The issue I haven’t addressed so far is whether my reference output and the Swift implementation are actually “correct”. The reality is that you can make arguments for different things.

Implicitly, I’m arguing that left pad should be used for visual alignment in a fixed width context, and the implementation that does the best at that is the best one. I think that is a pretty reasonable case. But I’m sure you could make a case for other output – there isn’t actually anything that says what left pad should be used for. It’s possible that there are use cases where “the language’s underlying concept of the length of a string, whatever that may be” is the most important thing.

In addition, I was hiding the fact that “fixed width” is yet another lie:

I was originally going to use a flag character like 🏴󠁧󠁢󠁥󠁮󠁧󠁿 as one of my inputs, which is a single “extended grapheme cluster” that uses no less then 7 code points. It also results in 14 UTF-16 units in Java. The problem was that this character, like most emojis and many other characters from wide scripts like Chinese, takes up a double width even with a monospace font.

To maintain the subterfuge of “look how these all line up neatly in the correct output”, I was forced to use other examples. In other words, the example use case I was relying on to prove that these leftpad implementations were broken, is itself a broken concept. But I would still maintain that my reference output is closer to what you would expect leftpad to do.
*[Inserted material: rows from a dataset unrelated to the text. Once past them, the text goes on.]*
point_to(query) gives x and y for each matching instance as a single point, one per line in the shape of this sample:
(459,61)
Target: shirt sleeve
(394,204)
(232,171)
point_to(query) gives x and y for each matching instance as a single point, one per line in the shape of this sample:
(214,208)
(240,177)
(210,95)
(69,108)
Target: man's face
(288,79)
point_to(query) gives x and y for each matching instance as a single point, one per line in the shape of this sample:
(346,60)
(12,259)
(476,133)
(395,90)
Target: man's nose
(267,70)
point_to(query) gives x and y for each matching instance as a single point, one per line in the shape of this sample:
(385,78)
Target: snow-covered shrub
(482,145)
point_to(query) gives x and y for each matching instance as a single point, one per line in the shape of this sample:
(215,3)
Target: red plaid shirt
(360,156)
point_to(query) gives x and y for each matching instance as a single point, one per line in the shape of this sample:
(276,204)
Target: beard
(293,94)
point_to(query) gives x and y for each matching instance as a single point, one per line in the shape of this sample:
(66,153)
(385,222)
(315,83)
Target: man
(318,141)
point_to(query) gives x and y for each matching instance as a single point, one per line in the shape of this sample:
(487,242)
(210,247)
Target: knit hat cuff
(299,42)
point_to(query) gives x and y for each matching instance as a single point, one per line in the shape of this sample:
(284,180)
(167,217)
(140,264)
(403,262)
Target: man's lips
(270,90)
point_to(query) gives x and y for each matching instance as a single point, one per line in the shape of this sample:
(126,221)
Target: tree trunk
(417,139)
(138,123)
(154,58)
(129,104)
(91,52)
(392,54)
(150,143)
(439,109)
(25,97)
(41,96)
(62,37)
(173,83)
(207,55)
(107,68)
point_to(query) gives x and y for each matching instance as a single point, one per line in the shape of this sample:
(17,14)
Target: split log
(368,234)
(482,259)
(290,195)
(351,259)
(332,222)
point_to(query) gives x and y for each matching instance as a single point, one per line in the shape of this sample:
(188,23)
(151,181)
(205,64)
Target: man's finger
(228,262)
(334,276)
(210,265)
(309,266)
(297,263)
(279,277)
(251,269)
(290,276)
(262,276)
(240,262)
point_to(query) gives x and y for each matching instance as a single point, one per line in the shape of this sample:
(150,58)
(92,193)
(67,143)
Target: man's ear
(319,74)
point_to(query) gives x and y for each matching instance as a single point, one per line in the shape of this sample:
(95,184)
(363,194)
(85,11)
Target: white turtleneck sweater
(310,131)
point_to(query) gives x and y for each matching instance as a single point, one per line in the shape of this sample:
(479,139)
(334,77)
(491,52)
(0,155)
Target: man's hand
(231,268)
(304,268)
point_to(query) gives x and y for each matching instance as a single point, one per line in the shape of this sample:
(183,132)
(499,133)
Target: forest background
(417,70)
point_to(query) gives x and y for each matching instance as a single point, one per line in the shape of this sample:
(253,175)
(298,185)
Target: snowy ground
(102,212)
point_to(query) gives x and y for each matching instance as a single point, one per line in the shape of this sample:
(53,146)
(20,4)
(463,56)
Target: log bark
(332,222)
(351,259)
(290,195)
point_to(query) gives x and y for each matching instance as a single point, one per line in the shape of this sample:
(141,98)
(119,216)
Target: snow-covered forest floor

A big point is this: even if we argue that a give implementation is “correct” (in that it does what its specifications say it does), that doesn’t mean you are using it correctly. Are you using it for its intended purpose and context? That seems like a really hard question to answer even for leftpad, and many other real world functions are similar.

So, I’m not sure what my final conclusion is, other than “programming is hard, let’s go shopping let’s eat chocolate” (alternative suggested by my wife, that’s my plan for the evening then).

Confessions and corrections

• The Swift implementation was indeed written by ChatGPT, and it got it right first time, with just the prompt “Implement leftpad in Swift”. However:

  • Swift is the only language I know where an implementation that does what I wanted it to do is that simple.

  • I followed up by getting ChatGPT to produce a Python version, and it had all the same problems as Haskell/Lean and similar.

  • I noticed that Swift doesn’t calculate strings lengths the way I would need for my use case for some characters, such as Zero Width Space U+200B and Right-To-Left Isolate U+2067, which I would need to count for zero length.

• As mentioned, the other way to use the Rust version has the same behaviour as the Haskell/Lean/etc versions. ChatGPT did actually point out to me that this way was better, and the other way (the one I used) was adequate only if the input was limited to ASCII.

  I do feel slightly justified in my treatment of this solution however - the provided code didn’t give a function that actually took a string, nor did it force you to use it in a specific way. It dodged the hard part, so I punished it.

Response

Hillel was kind enough to look at this post, and had this response to add:

In general, formally verified code can “go wrong” in two ways: the proven properties that don’t match what we need, or the proof depends on assumptions that are not true in practice. This is a good example of the former. An example of the latter would be the assumption that the output string is storable in memory. None of the formally verified functions will correctly render leftpad(“-“, 1e300, “foo”). This is why we always need to be careful when talking about “proving correctness”. In formal methods, “correct” always means “conforms to a certain specification under certain assumptions”, which is very different from the colloquial use of “correct” (does what you want and doesn’t have bugs).

He also pointed out that padding/alignment functionality available in standard libraries, like Python’s Format Specification Mini-Language and Javascript’s padStart, have similar issues.